Reactive State Machines: How lazily-rs Drives agent-doc's Cycle State
A finite state machine is one of the oldest tools in software. So why do so many of them end up as a scattered pile of if state.phase != Committed checks pasted across two dozen functions? This post is about a small primitive — lazily's StateMachine — and how it became the single transition authority for agent-doc's per-document cycle state, replacing implicit phase guards with one declared table that a compiler can check and a test can exhaust.

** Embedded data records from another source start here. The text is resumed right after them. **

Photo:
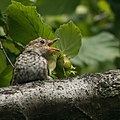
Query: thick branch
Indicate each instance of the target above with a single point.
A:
(92, 96)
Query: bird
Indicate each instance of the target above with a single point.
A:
(32, 63)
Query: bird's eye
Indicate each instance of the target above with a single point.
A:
(42, 41)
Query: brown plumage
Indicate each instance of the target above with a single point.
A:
(32, 64)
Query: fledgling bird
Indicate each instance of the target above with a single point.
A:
(32, 64)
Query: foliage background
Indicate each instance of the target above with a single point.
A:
(98, 21)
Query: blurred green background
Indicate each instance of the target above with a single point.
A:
(98, 21)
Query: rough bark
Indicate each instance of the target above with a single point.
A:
(87, 97)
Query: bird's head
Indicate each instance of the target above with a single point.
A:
(42, 46)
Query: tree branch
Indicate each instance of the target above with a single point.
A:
(87, 97)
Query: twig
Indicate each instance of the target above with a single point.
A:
(1, 46)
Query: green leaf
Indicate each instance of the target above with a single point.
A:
(70, 39)
(4, 4)
(6, 76)
(3, 62)
(25, 23)
(100, 48)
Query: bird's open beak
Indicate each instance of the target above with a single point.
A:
(50, 43)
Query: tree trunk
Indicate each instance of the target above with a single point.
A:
(87, 97)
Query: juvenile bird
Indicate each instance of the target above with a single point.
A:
(32, 64)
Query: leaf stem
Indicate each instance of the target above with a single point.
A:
(1, 46)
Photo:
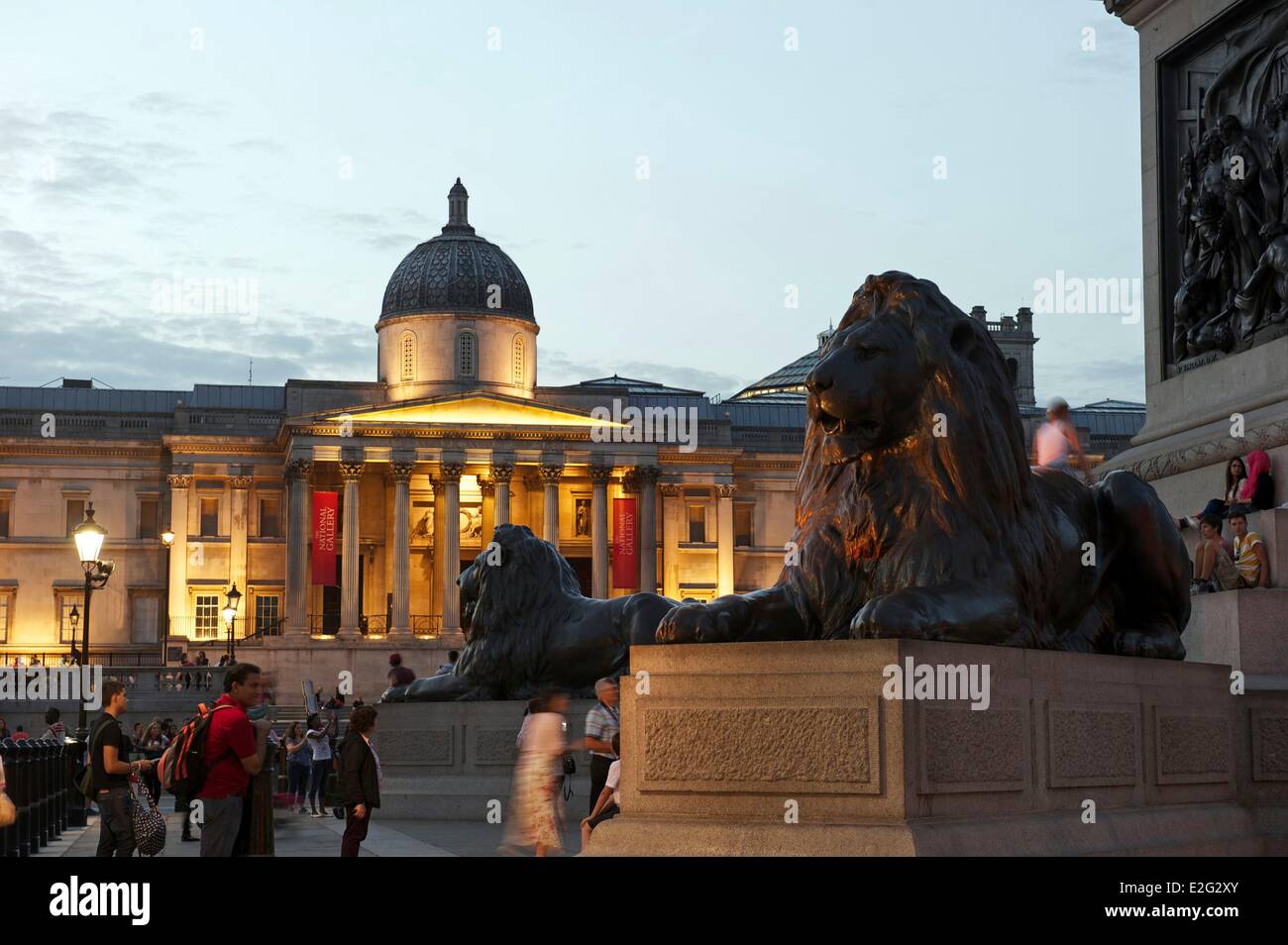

If you've read the lazily architecture tour, you know the library is a reactive graph: Cell → Slot → Signal → Effect, all owned by a Context. The state machine is built out of those same primitives — so a transition doesn't just mutate a variable, it invalidates a reactive graph that anyone can observe.
The bug: a cycle state with no spine
agent-doc drives an AI agent through a response cycle for a markdown session document. Every cycle moves through phases:
PreflightStarted → ResponseCaptured → WriteApplied → Committed
(Abandoned is a terminal)
That phase lives in a per-document JSON sidecar on disk (.agent-doc/state/cycles/<hash>.json) so a crashed or restarted process can recover. Each phase advance is a public mutator — mark_response_captured, mark_write_applied, mark_committed, plus a swarm of bookkeeping mutators that record pending ids, queue heads, and reaped items.
The problem was that the legality of a transition was implicit. It was enforced by:
- a monotonic rank guard (
cycle_phase_rank) that only knew about the five phases, and - hand-written
if state.phase != X { return }checks duplicated across roughly two dozen mutators.
That left two classes of bug:
- Terminal regressions. A bookkeeping
record_*call landing aftermark_committedwould happily write into an already-closed cycle. Each mutator had to remember to guard against it, and some paths forgot. - Lost updates on the non-phase fields. The rank guard protected the phase, but the cycle state carries ~30 other fields (pending ids, queue heads, capture hashes). A
mark_committedracing arecord_pending_done_idsdid load → mutate → save on the same file with no coordination, and one writer's field could silently overwrite the other's.
The atomic-rename persist (#lzsidecaratomic) already fixed torn reads — no reader ever sees a half-written file. But atomic writes don't fix lost updates between two complete load → mutate → save cycles. For that you need a transition authority: one place that decides whether an event is legal before anyone touches disk.
The primitive: a Cell-backed state machine
lazily's StateMachine is deliberately small. It holds two things: a CellHandle<S> for the current state, and a pure transition function Fn(&S, &E) -> Option<S>.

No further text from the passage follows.